There's a new set of metrics that capture advances better than MMLU or it's pro version but nothing yet as standardized and specifically very few have a hidden set of tests to keep advancements from been from directional fine tuning.

It's hard to be 100% certain, but I am 90% certain that the benchmarks leveling off, at this point, should tell us that we are really quite dumb and simply not good very good at either using or evaluating the technology (yet?).

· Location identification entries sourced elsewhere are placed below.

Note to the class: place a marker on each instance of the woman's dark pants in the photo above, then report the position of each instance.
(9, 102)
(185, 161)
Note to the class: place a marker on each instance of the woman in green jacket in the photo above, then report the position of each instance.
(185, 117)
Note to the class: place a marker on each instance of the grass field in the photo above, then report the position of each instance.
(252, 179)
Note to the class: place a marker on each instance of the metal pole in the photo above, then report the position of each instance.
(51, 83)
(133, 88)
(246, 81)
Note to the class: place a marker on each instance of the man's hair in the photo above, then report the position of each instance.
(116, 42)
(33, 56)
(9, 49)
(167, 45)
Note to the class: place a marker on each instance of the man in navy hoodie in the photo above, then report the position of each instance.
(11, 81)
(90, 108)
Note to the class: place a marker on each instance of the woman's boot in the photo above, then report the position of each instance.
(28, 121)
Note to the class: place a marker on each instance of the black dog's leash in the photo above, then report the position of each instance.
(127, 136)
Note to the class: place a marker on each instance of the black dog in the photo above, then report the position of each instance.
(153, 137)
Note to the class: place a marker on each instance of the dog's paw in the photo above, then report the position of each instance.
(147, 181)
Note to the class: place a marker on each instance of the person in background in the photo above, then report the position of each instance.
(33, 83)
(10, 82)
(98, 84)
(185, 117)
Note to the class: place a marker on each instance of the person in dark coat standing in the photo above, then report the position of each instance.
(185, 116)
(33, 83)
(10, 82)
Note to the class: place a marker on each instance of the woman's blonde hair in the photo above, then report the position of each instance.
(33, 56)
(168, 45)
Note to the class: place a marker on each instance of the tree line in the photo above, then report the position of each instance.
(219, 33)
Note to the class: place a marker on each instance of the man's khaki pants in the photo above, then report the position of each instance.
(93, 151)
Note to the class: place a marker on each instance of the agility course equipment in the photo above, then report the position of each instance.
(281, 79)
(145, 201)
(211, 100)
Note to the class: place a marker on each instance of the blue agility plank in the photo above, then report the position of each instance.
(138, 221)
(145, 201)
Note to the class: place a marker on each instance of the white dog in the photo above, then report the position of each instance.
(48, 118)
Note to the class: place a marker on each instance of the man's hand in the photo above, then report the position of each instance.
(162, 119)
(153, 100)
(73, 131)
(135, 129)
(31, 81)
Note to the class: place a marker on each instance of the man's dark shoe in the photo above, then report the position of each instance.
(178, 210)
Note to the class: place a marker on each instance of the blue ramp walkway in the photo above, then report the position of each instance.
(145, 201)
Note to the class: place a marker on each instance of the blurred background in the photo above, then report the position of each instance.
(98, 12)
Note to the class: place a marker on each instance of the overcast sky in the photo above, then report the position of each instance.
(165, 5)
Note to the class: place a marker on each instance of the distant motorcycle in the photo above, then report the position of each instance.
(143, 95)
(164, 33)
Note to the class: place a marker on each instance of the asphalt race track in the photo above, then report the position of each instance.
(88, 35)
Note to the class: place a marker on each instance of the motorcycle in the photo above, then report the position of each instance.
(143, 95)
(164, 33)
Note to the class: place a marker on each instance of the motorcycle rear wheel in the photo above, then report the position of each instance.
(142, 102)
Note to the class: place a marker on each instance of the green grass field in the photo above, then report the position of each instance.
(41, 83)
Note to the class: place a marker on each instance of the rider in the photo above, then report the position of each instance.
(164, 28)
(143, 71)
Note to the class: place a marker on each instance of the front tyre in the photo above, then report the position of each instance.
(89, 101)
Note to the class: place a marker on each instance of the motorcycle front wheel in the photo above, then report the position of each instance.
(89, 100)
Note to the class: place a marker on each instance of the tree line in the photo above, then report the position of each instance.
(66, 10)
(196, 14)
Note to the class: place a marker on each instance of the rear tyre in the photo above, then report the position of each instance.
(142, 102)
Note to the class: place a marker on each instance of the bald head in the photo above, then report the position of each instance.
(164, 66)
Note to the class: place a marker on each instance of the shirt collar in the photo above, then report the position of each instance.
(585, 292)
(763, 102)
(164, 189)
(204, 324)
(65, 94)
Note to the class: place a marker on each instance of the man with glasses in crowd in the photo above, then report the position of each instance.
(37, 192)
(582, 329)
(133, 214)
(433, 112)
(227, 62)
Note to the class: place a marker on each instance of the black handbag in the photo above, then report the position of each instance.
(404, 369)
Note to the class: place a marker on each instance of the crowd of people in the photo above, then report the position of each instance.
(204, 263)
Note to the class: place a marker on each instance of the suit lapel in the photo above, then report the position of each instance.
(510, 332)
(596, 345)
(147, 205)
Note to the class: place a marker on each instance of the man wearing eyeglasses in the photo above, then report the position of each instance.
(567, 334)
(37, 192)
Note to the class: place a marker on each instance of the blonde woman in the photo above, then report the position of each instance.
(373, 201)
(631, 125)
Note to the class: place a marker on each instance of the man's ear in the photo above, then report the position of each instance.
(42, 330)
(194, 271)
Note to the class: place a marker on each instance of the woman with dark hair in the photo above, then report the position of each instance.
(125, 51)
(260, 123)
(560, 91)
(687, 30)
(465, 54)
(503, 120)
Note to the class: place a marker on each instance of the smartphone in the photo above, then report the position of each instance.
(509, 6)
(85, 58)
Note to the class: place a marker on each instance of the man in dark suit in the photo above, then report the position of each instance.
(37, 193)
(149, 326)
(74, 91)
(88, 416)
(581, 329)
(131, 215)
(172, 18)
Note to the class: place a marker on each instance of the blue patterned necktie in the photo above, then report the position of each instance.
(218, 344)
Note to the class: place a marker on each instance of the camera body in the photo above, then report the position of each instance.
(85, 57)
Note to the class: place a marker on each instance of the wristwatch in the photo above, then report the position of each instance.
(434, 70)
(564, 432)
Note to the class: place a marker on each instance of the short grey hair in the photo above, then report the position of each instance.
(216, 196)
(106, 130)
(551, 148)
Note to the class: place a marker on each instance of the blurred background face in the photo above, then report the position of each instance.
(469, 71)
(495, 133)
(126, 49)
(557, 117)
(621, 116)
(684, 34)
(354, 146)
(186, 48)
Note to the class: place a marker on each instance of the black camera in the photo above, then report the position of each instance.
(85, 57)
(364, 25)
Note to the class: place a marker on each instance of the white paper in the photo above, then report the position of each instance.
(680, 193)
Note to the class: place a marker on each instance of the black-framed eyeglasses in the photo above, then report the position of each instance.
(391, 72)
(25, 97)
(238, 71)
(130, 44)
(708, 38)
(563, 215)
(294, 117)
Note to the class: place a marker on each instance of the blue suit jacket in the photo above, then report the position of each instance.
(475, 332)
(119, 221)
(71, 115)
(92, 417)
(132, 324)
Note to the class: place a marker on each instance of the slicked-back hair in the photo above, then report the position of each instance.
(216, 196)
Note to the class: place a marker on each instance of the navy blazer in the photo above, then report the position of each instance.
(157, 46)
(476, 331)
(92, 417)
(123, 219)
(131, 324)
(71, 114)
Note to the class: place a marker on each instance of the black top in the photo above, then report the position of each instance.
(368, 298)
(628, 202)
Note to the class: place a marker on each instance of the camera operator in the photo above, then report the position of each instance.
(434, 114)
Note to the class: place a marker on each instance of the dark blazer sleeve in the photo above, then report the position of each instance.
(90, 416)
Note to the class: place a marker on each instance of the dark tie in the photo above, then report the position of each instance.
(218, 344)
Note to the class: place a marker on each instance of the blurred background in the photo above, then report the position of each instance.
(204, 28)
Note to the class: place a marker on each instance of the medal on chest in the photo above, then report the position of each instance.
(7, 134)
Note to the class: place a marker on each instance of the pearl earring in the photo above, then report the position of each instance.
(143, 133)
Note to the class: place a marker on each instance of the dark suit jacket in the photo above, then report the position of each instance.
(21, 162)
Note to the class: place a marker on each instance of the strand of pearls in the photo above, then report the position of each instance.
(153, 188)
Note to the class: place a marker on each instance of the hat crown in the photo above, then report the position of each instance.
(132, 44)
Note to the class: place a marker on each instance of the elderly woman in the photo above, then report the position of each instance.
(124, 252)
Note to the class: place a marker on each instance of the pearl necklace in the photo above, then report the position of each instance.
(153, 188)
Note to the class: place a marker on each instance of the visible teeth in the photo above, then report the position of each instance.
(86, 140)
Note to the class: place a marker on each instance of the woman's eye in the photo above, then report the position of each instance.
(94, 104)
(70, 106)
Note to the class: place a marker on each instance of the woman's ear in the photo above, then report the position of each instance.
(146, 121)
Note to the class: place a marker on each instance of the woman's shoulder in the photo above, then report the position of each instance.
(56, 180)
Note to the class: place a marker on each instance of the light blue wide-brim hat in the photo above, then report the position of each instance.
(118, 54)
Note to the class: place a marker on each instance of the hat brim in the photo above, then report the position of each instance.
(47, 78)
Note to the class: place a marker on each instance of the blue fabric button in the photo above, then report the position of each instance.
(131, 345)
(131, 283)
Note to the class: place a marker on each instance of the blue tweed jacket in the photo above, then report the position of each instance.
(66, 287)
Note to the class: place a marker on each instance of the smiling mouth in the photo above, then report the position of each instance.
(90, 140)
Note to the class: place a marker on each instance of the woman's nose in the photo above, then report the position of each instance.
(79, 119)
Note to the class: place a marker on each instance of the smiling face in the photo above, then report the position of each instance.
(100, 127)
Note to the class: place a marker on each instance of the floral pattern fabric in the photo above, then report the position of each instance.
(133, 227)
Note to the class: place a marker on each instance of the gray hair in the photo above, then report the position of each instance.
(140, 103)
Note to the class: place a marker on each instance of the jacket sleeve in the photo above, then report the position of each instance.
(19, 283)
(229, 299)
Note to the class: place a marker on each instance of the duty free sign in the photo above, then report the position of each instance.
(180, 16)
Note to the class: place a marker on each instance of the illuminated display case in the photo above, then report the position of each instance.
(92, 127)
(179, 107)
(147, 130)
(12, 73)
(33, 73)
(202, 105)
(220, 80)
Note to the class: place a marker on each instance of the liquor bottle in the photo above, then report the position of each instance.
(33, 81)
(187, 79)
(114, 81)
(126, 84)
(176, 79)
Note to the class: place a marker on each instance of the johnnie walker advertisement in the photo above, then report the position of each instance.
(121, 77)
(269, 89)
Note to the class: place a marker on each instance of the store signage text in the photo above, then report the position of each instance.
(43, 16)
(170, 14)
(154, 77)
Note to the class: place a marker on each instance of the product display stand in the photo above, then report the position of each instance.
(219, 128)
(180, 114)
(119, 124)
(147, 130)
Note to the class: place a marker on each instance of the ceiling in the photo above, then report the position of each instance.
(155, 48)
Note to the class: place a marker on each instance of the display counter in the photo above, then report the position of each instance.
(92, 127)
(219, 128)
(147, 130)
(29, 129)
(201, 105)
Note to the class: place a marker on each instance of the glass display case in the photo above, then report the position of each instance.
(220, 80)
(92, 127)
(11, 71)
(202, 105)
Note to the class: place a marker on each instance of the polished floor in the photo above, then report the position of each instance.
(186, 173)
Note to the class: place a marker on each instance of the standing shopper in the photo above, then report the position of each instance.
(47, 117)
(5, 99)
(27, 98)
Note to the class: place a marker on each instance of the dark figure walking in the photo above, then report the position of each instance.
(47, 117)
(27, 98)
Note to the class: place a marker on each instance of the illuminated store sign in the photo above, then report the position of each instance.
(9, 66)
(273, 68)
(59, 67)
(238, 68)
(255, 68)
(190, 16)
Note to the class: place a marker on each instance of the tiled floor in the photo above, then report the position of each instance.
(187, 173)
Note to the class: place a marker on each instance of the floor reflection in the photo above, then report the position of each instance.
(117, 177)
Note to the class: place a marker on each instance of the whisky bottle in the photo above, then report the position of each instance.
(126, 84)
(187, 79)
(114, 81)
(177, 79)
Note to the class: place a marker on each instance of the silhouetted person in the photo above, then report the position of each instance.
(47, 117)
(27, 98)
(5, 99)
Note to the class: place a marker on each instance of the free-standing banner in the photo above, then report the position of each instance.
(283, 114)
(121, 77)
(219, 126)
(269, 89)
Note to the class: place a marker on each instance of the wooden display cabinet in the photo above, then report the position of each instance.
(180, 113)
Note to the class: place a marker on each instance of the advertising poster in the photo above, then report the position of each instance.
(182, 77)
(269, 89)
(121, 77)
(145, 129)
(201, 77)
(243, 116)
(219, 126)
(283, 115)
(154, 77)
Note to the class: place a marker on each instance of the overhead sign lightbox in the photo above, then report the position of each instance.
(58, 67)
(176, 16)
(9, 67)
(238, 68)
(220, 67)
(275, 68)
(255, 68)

  • > (...) at this point, should tell us that we are really quite dumb and simply not good very good at either using or evaluating the technology (yet?).

    I don't know about that. I think it's mainly because nowadays LLMs can output very inconsistent results. In some applications they can generate surprisingly good code, but during the same session they can also do missteps and shit the bed while following a prompt to small changes. For example, sometimes I still get prompt responses that outright delete critical code. I'm talking about things like asking "extract this section of your helper method into a new methid" and in response the LLM deletes the app's main function. This doesn't happen all the time, or even in the same session for the same command. How does one verify these things?